= Forward Montana =

U.S. non-profit organization

Forward Montana is a left-leaning 501(c)(4) non-profit organization located in Missoula, Montana. It is described as a "non-profit, non-partisan organization dedicated to training, mobilizing, and electing a new generation of progressive leaders in Montana". It was co-founded by Billings-born blogger Matt Singer, along with several members of the Montana Public Interest Research Group and The Associated Students of The University of Montana, in 2006.

==Activities==
Forward Montana played a critical role in the 2007 municipal election in Missoula, unseating conservative incumbent Missoula City Council member Don Nicolson in a close race with progressive candidate Pam Walzer. The organization used their Pink Bunnies campaign to register young voters and turn them out for the election. The campaign proved interesting enough to warrant Missoula Mayor John Engen to issue a proclamation, making the day before voter registration closed "Official Pink Bunny Day" citywide. The campaign registered more than 1,000 voters—more than one-third of all the city's new registrants.

Forward Montana also helped turn out hundreds of voters using candidate forums like Candidates Gone Wild, in which candidate's ideas were presented as a talent show rather than in standard Q&A style forums.

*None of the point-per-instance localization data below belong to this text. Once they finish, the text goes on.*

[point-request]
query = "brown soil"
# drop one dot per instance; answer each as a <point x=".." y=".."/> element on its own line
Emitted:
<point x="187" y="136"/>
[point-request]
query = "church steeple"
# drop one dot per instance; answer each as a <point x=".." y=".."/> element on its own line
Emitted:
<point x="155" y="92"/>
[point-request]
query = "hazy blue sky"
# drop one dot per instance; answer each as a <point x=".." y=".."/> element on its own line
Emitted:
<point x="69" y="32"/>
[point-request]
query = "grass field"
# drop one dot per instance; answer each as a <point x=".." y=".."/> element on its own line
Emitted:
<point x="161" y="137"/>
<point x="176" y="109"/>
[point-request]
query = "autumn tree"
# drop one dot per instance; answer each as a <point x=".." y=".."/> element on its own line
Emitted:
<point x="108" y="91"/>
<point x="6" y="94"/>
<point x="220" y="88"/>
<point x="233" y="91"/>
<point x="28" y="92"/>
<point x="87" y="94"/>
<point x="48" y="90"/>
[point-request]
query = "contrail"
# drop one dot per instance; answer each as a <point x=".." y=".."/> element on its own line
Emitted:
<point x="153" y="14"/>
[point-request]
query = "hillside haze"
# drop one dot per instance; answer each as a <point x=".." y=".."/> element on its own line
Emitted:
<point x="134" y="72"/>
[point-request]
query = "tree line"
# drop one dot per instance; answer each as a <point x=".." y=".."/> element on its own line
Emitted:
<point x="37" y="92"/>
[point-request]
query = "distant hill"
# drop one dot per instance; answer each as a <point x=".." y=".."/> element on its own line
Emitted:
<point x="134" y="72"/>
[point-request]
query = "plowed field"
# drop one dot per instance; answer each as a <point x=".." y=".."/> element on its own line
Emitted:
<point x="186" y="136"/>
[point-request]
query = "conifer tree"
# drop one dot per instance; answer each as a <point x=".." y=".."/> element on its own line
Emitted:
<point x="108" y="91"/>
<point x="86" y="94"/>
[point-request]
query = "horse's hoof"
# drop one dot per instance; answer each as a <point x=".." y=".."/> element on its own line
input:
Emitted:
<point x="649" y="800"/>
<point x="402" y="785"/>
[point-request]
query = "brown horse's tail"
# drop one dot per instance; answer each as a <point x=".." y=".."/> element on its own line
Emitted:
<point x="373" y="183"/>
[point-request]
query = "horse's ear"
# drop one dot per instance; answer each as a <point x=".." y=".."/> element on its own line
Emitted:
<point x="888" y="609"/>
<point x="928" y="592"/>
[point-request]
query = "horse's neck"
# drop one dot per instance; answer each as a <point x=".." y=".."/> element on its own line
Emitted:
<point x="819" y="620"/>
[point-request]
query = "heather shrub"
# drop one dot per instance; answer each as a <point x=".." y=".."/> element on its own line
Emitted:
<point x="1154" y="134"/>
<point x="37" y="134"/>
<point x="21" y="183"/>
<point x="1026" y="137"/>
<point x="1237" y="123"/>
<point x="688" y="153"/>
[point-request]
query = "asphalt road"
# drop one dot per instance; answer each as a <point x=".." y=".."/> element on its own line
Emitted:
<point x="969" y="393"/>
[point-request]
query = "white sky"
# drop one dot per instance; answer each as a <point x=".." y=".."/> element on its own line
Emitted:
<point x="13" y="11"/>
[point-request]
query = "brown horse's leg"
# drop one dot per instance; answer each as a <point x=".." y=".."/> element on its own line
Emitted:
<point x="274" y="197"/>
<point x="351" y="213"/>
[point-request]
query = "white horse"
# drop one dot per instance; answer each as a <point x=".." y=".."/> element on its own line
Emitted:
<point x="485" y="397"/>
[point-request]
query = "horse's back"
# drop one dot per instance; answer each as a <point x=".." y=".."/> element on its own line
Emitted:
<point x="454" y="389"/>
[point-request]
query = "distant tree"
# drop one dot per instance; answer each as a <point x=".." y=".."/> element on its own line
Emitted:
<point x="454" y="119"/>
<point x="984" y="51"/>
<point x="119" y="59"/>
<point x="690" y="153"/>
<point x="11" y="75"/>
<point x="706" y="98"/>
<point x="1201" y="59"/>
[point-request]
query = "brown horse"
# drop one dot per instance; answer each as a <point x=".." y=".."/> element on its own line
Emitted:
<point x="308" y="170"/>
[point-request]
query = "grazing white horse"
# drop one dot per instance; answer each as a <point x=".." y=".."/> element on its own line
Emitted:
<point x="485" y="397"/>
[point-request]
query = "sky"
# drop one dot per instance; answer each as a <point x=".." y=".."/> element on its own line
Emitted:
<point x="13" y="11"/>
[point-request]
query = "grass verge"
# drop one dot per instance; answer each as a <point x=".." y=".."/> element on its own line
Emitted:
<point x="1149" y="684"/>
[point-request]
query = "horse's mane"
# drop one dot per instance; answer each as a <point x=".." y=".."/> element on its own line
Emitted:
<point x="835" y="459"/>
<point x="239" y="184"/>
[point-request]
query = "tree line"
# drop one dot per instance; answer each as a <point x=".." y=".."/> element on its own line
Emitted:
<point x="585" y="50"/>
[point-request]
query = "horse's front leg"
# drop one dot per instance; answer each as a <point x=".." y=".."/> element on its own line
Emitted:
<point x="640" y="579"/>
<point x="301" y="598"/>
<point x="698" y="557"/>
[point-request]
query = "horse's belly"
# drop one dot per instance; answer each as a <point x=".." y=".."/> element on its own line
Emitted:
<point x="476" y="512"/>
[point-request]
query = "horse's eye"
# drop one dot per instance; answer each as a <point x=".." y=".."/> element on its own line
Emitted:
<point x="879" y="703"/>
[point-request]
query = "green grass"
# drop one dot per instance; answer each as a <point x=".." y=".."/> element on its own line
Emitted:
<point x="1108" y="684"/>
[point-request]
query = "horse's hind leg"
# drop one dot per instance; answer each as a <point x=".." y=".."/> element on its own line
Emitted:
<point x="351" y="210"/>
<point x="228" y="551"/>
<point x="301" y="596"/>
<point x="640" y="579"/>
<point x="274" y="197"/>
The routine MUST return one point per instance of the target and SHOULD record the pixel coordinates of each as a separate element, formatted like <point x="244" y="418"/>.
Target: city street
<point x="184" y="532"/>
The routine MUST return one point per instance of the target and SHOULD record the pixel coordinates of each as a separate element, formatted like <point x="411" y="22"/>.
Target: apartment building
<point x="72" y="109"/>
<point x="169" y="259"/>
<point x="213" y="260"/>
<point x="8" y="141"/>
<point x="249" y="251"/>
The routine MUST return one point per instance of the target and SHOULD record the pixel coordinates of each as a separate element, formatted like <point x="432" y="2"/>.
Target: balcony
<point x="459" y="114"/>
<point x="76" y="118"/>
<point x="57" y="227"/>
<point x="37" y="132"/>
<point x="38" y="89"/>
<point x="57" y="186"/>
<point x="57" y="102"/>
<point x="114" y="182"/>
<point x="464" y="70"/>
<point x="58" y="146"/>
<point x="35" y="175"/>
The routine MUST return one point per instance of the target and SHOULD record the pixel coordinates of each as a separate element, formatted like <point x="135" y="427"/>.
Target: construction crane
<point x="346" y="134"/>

After two members of Missoula's LGBTQ community were physically assaulted, Forward Montana co-organized the rally "We Are Missoula... Stand Up, Speak OUT!" The rally drew over 300 people, with help from groups like Western Montana Gay & Lesbian Community Center and the YWCA of Missoula.

In 2012, Forward Montana registered more than 10,000 people to vote across the state, making it the largest third-party voter registration effort in Montana's history.